How to add custom executors to system

  • Understand Executor Interface

  • Create your custom executor similar to Requests or Selenium.

  • Add to the config - CRAWLERS. Example: Puppeteer

    from crawler.executors import Puppeteer, SeleniumOther
    
    CRAWLERS = {
        "PUPPETEER": Puppeteer,
        "SELENIUM_OTHER": SeleniumOther
    }
    
  • Override config

  • Restart your application

  • You should be able to use select_options as leaf query from the graphql ui.

How to add new leaves to system

  • Understand Query fields

  • Create your custom field similar to Example text field.

  • Add to the config - LEAVES. Example: select_options. It should be dict(name: field object).

    from crawlers.fields import select_options
    
    LEAVES = {
        'select_options': select_options
    }
    
  • Override config

  • Restart your application

  • You should be able to use select_options as leaf query from the graphql ui.

How to add additional data type

  • Understand Data Type

  • Create your data type conversion function.

    Function should accept one value to process and return one value after conversion. Example function to boolean data conversion.

    def boolean(value):
        if isinstance(value, int) or isinstance(value, float):
            value = False if value == 0 else True
        elif isinstance(value, bool):
            pass
        elif isinstance(value, str):
            if value.isdigit():
                value = False if float(value) == 0 else True
            else:
                try:
                    value = float(value)
                    value = False if value == 0 else True
                except:
                    value = False if value == 'false' else True
        elif value is not None:
            value = True
        else:
            value = False
        return value
    
  • Add to the config - DATATYPE_CONVERSION. Example: boolean. It should be dict(name: function).

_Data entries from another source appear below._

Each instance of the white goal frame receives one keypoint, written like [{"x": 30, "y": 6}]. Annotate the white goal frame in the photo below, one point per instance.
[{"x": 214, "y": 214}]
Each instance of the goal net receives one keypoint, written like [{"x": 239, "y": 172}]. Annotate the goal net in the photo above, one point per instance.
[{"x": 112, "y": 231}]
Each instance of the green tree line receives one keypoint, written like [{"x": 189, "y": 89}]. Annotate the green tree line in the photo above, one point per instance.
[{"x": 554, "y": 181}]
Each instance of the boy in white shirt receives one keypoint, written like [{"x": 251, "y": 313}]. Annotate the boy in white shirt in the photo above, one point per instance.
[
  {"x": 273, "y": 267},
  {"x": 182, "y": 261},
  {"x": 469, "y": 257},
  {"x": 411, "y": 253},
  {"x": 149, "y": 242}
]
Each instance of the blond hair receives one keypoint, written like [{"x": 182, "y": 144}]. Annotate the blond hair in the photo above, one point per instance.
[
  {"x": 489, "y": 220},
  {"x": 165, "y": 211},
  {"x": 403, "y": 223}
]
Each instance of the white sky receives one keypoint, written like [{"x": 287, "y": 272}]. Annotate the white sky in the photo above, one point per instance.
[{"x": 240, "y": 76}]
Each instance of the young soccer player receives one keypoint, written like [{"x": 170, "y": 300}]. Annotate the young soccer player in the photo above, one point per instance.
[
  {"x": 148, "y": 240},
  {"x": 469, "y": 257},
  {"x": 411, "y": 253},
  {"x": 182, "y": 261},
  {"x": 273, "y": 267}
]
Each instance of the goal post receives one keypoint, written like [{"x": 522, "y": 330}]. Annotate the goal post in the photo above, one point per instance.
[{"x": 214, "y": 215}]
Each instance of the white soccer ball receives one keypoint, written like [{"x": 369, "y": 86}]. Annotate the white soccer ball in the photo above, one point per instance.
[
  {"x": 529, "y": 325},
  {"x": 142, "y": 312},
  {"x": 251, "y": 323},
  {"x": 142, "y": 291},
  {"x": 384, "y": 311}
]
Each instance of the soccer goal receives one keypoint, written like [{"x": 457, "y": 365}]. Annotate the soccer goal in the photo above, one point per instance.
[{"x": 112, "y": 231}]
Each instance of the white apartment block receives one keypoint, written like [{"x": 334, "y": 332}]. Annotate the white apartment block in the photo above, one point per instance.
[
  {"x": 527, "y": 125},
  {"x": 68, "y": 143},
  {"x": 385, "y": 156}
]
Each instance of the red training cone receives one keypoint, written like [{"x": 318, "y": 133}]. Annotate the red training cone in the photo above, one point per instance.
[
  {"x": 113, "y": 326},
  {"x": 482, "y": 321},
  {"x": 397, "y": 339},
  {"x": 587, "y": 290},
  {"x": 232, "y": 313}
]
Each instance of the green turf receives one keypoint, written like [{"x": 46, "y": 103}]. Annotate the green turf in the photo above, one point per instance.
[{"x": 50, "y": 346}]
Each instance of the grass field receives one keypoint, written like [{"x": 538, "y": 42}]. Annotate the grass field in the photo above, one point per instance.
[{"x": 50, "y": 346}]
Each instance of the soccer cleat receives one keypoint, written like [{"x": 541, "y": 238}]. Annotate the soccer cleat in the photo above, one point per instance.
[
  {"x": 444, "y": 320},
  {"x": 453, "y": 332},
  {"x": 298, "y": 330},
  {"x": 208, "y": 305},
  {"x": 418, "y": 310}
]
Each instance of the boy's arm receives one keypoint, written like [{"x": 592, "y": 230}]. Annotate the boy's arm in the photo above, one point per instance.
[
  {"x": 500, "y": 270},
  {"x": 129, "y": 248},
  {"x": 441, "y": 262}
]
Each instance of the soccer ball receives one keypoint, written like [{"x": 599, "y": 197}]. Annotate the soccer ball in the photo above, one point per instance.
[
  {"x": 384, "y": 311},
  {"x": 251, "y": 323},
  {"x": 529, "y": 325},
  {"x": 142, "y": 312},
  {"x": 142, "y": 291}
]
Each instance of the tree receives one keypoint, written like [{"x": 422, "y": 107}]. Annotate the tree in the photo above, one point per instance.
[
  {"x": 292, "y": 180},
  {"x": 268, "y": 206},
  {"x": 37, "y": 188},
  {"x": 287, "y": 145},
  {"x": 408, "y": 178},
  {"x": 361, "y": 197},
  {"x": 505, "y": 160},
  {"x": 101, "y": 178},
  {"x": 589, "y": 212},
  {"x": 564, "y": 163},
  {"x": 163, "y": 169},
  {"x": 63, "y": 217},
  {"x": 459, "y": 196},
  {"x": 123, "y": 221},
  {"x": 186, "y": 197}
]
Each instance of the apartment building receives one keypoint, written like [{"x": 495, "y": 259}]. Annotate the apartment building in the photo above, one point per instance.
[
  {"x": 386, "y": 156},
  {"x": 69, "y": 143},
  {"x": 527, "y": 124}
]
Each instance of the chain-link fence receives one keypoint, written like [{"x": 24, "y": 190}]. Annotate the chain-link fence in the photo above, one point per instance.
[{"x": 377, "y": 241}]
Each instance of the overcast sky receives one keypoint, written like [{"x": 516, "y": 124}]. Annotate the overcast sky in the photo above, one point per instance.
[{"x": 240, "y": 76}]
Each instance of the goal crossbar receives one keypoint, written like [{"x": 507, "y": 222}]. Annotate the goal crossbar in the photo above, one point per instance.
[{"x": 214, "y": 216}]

    from crawlers.data_types import boolean
    
    LEAVES = {
        'boolean': boolean
    }
    
  • Override config

  • Restart your application

  • You should be able to use boolean as data type in the query.

How to add browsers to system

  • Understand Browser implementation.

  • Create your custom browser similar to GoogleChrome.

  • Add to the config - BROWSER. Example: chromium. It should be dict(name: field object).

    from crawlers.browsers import chromium
    
    LEAVES = {
        'CHROMIUM': chromium
    }
    
  • Override config

  • Restart your application

  • You should be able to use CHROMIUM in the browser with selenium query.